I hate saying that, but it’s true. Of course there are other things, like they help us focus, but let’s be honest. The main reason anyone gets force-fed medication is because people don’t like them the way they are and want them to be more tolerable. What I don’t get is why euphoria is considered an adverse effect and why people are forbidden from using things that make them happier. I’ve been on every fucking antidepressant and anti-anxiety and antipsychotic medication in the book, and all any of them have done is make me miserable. So I found something that made me personally feel better and made me more tolerable to those around me, but it was wrong and diabolical because it wasn’t a prescription drug. They’re all about cramming pills down my throat (in fact, they INSIST) as long as they’re prescribed. And who cares if they give me terrible migraines, make me want to kill myself, or cause psychotic episodes if doses get missed? As long as they’re prescribed. As long as they’re not actually making me feel better.
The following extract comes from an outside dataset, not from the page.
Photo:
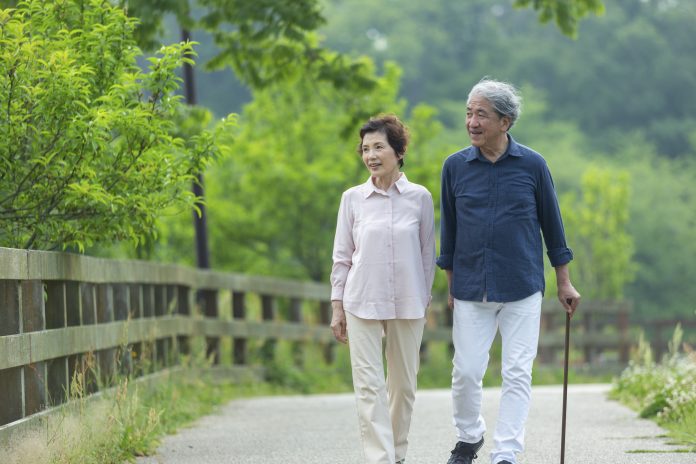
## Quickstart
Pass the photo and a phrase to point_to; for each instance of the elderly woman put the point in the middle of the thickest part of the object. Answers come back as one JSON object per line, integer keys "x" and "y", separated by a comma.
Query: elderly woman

And because of one strange occurrence, my sanity is in question, and I have to go through all this bullshit of psychiatric evaluation, therapy, and medication management. Yet I can sit here all day and present evidence of his abuse toward both of us for years and years, and they’re just like “The past is the past, maaaan. You need to let that shit goooo.”
Why does he not need to submit to a psych evaluation? Why does he not have to get help? Why am I still paying for his shitty actions while he gets away scot free? And most importantly, why does he get to take the child that I grew inside my body and birthed through excruciating pain to bring into this world when he does next to nothing for her?? And after I already lost my other child to cancer!! It’s pure madness.
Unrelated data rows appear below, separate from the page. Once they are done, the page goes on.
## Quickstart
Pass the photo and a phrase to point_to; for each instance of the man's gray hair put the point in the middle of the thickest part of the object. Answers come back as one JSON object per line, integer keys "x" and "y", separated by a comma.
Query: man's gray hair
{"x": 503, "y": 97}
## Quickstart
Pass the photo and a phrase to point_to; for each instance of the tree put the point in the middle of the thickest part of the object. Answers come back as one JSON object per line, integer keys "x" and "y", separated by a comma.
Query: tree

Last year around this time, Ivy came to me and told me she wanted to kill herself because she hates herself because of how her dad treats her. She was five at the time. That is not okay. But when I bring this up as evidence, no one gives a shit. Nothing I have ever said or done has ever destroyed her self-worth as much as the things he’s said and done. I never hit her, I only yelled at her if she was in direct danger, and it was always me she ran to for comfort when he did those things.
Who does she have to run to now? Because she’s not an idiot. She knows based on what’s happened in the last year that if she tells anyone about anything, it could be disastrous for her. And I don’t think that she should have her father completely removed from her life, but I certainly don’t think that he’s the proper candidate for custody and I absolutely think that he should get some kind of help if he’s going to continue to have her in his “care.”
There is nothing okay about any of this.